Carlo Anti (28 April 1889 – 9 June 1961) was an archaeologist and an officer in the army in the First World War and until 1922.
Born in Villafranca di Verona, Anti studied at Verona and Bologna, where he graduated with Gherardo Ghirardini. Thereafter he transferred to Rome to study at the Italian Archaeological School and then to be an inspector at the Pigorini National Museum of Prehistory and Ethnography. During his years studying in Rome he married his wife, Clelia Vinciguerra, also a cum at the school. Among his teachers at this time, he remembered Emanuel Löwy, a great Austrian archaeologist active in Rome during those years, who supported him in developing his interest in the history of artists, already stimulated by his contact with the school of Monaco and opposed to the Art history founded by Johann Joachim Winckelmann.
In 1914 he travelled for the first time to Greece, where he had the opportunity to meet Italian and foreign scholars, including Luigi Pernier, Biagio Pace, Wilhelm Dörpfeld and Panagiotis Kavvadias.[1]
In 1921 he was invited to Anatolia by Amedeo Maiuri and Roberto Paribeni with the task of exploring Lycia and Pamphylia, as part of vague Italian attempts to establish a presence in Turkey.[2]
From 1922, his archaeological and scholarly activities were linked to the University of Padua. In the same year, he curated the exhibition of 33 African objects at the Pigorini Museum and the Ethnographic Museum of Florence for the 13th Venetian Biennial.[3]
From 1925 to 1936 he performed the role of assistance to Luigi Pernier at the excavations of the Sanctuary of Apollo at Cyrene. At Cyrene, Anti was entrusted with the study of the material, while Pernier was responsible for the excavation.[4] In 1930, the excavation of Umm el Breighat (ancient Tebtunis), in the Egyptian desert, followed.[5]
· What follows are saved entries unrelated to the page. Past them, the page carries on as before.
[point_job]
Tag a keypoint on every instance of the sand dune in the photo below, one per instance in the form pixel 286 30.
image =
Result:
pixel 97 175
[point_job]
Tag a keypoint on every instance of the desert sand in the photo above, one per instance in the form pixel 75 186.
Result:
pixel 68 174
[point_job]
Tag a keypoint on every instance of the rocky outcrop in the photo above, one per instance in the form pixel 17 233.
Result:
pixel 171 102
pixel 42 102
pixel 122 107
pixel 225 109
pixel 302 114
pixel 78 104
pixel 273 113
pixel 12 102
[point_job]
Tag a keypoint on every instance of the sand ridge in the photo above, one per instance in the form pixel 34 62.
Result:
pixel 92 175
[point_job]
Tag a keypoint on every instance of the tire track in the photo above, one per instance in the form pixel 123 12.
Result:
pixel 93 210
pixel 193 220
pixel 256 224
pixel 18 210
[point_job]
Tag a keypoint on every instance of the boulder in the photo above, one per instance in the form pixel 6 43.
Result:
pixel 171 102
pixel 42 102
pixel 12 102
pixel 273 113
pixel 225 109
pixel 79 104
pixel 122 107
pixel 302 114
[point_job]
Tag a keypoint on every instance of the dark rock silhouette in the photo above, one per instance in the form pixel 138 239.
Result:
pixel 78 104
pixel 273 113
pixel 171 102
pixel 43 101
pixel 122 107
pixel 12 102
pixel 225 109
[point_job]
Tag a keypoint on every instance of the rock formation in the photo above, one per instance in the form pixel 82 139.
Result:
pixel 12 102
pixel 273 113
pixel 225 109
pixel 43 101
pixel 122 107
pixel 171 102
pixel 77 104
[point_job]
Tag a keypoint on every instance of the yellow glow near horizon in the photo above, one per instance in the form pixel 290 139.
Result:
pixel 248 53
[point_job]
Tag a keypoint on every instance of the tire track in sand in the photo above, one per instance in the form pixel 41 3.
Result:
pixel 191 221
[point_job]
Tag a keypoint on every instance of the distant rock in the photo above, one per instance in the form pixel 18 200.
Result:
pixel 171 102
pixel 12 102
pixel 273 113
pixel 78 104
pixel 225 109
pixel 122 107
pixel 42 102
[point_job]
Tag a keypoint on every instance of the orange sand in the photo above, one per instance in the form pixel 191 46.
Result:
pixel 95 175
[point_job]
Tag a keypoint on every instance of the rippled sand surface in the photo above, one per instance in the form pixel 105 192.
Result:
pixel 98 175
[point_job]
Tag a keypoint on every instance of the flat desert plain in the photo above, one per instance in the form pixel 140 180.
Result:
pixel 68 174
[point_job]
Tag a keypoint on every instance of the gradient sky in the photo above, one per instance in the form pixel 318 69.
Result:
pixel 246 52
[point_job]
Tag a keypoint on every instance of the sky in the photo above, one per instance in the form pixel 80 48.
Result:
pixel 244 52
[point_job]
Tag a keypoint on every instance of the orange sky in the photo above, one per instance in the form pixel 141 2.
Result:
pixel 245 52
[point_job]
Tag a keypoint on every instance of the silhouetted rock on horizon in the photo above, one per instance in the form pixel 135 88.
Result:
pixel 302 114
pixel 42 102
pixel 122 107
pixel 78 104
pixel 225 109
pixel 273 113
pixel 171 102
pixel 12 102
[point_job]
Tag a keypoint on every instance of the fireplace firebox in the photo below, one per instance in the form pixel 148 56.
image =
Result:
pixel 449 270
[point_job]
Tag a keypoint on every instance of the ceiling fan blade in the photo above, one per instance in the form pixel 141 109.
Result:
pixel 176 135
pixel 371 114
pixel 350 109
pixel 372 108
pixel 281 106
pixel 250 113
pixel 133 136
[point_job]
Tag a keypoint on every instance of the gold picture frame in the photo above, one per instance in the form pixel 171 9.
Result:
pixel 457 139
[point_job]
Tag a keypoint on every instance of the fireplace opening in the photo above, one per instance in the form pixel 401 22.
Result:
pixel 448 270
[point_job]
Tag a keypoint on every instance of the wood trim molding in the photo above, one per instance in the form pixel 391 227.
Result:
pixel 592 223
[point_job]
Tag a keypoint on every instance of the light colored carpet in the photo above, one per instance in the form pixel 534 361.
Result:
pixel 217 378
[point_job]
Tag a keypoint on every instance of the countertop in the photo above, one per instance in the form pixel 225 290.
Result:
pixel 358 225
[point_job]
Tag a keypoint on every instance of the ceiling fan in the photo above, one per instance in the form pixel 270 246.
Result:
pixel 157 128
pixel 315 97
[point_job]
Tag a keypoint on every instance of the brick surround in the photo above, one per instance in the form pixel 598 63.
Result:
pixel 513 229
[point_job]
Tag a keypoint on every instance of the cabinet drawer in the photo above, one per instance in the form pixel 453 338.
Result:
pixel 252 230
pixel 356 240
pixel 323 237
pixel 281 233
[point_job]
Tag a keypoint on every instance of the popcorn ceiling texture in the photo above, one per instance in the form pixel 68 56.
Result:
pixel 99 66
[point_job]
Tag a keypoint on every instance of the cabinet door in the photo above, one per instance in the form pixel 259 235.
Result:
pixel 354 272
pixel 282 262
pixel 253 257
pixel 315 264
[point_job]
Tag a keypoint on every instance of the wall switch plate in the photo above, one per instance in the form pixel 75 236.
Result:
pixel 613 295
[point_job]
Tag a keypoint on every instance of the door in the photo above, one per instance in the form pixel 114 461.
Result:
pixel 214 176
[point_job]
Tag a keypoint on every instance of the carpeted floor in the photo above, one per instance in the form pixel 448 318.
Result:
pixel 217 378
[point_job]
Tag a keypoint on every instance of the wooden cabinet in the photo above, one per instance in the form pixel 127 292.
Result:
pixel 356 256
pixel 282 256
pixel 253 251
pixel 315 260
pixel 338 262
During the period of his rectorate (1932-1938), Carlo Anti's activities in the archaeological field became fewer, but by 1943 he had returned to dedicating himself to study. Anti was subject to a purge and was removed from the university, but in the following year he returned to teaching, which he continued to do until he retired in 1959.
Already a professor at the University of Padua, he was named Magnifico rettore (Rector) in 1932.
During the eleven years in which he held the position of Rector at the University of Padua, Anti dedicated himself to the renovation and modernisation of the university buildings and its research facilities, thanks to the investment of 45 million lire in 1932, to which a further 12 million was added in 1938, giving the academy "an organic and unified built environment." New buildings incorporated among the old ones, included the student house "Prince of Piedmont" (1935) and the Palazzo Liviano (1940), which is the location of the Faculty of Literature and Philosophy to this day.[6] Carlo Anti's interest in the history and origins of the institution caused him to found a Library of the Rectorate as well.[7]
He was replaced in the position of rector by Concetto Marchesi, in light of the changing political conditions in Italy. Although he was a political adversary of him, Marchesi did not fail to stress the importance of the scholarly work of Carlo Anti, regretting that he was for a time distracted by the obligations of administration, on the occasion of the award of the national prize of the Lincei for his volume, Teatri greci arcaici, in 1949.[8]
In his autobiography, Norberto Bobbio called Carlo Anti "the rector, famous archaeologist, and complete and utter fascist". At the time, Bobbio was teaching Philosophy of law at the University of Padua.[9]
Both the expensive building programme (1932-1938) of renovations to the academy which Anti carried out with great energy and his interest in the sporting activities of the youth were characteristic of the fascist period. According to Luigi Polacco, "it is necessary to recognise in Carlo Anti a certain naivete, when we find in the documents an account of misplaced trust given to these organisations and the kind of generous optimism with which he interpreted their work."[10]
In favour of the racial laws of 1938, Anti made himself their implementer at the University of Padua, with the lapse of support for all Jewish teachers, in a letter "free... of the normal greetings.".[11] At the same time, Anti commissioned the Jew, Massimo Campigli, for the frescoes of the Faculty of Literature, and appointed the Latinist Concetto Marchesi, noted politically as an anti-fascist, to a teaching position.[12] Marchesi succeeded Anti in the position of Rector in 1943.
On 16 December 1943, he was nominated by the Council of Ministers of the Italian Social Republic to the Directorate General of the Arts, and appointed as the Director General.[13] In this role, he dedicated himself to opposing the Nazi Party's deportation of Italian works of art to Germany.[14]
One of his more important works was the volume Teatri greci arcaici (Archaic Greek Theatres) of 1947, for which he was awarded the national prize of the Lincei in 1949 despite the great controversy deriving from continuing political aversion to the Fascist period.